While wreaking havoc on the environment, global warming will liberate a treasure trove of oil, gas, water and other natural resources previously locked in the frozen north, enriching residents and attracting newcomers, according to Smith. And these resources will pour from northern rim countries — or NORCs, as Smith calls them — precisely at a time when natural resources elsewhere are becoming critically depleted, making them all the more valuable.

"In many ways, the New North is well positioned for the coming century even as its unique ecosystem is threatened by the linked forces of hydrocarbon development and amplified climate change," writes Smith, a UCLA professor of geography and of earth and space sciences.
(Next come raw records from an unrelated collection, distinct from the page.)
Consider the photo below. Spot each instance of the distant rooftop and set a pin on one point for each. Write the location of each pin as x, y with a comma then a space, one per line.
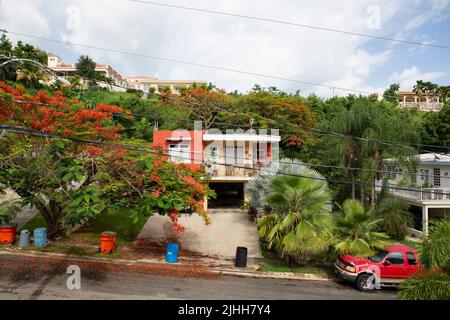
430, 158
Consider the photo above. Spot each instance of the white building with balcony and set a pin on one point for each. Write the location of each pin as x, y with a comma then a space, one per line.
425, 102
427, 190
148, 84
56, 64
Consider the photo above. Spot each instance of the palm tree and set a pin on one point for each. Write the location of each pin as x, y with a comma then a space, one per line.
396, 217
355, 231
300, 223
434, 284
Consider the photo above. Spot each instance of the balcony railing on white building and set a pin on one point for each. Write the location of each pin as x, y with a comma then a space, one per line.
424, 106
422, 194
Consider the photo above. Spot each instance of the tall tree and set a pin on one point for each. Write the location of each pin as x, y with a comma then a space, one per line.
356, 231
391, 94
299, 224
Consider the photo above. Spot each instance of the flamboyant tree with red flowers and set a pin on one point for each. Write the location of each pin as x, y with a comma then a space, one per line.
69, 180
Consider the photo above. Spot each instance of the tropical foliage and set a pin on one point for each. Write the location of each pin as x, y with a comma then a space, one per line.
299, 224
395, 217
434, 283
356, 231
70, 181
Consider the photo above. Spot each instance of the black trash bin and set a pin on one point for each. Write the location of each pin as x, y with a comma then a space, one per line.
241, 257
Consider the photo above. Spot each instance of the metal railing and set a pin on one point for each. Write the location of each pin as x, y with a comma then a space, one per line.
421, 194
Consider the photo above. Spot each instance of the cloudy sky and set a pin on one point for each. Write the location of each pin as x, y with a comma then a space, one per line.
283, 51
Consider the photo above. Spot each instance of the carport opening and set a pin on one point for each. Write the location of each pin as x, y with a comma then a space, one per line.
228, 195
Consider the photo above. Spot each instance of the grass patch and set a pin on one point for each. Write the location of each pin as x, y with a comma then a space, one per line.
277, 267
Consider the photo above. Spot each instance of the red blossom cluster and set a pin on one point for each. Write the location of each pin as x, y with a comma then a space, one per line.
176, 227
57, 114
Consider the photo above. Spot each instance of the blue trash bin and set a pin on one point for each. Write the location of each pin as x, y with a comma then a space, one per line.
40, 238
24, 238
172, 252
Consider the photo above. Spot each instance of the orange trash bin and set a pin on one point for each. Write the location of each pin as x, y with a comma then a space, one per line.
108, 241
8, 233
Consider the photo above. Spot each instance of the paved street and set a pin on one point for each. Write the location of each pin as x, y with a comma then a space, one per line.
117, 285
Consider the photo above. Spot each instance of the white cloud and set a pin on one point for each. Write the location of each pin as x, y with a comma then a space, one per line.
435, 13
254, 46
24, 16
408, 77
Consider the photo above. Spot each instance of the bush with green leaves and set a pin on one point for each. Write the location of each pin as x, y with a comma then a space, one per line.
355, 231
299, 224
8, 210
395, 217
434, 283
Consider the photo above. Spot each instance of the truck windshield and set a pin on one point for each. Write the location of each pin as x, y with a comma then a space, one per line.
379, 256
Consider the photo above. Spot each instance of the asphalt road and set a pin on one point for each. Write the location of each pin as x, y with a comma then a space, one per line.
117, 285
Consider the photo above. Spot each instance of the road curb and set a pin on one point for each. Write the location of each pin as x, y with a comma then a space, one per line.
271, 275
218, 270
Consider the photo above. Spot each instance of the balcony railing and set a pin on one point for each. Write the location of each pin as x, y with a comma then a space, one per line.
422, 194
425, 106
244, 170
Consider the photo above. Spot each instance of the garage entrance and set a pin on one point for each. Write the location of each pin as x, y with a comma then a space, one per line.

Other tantalizing predictions:
•New shipping lanes will open during the summer in the Arctic, allowing Europe to realize its 500-year-old dream of direct trade between the Atlantic and the Far East, and resulting in new access to and economic development in the north.
•Oil resources in Canada will be second only to those in Saudi Arabia, and the country's population will swell by more than 30 percent, a growth rate rivaling India's and six times faster than China's.
•NORCs will be among the few place on Earth where crop production will likely increase due to climate change.

Anonymous said...

Too bad Professor Smith didn’t comment on how Canada will defend its sovereignty in the face of this change. As Gwynne Dyer has written, the dynamic of global change is that each nation’s greatest threat is that country that lies immediately between it and the equator.

With America’s freshwater crisis looming and the prospect of millions of internally displaced citizens due to sea level rise it will become very difficult for them to allow Canada to remain independent.

Anonymous said...

Canada is well positioned to profit from global warming. We will have oil resources that rival those of Saudi Arabia and fresh water reserves that will be the envy of the world; the Northwest Passage will be open, making new sea trade between Europe and Asia possible. But at what cost would we benefit from these things? The devastating environmental effects and long-term detriments caused by climate change may make relatively short-term economic prosperity and increased political power a small consolation.

But hey, when has the human race ever fallen victim to the lure of money and power?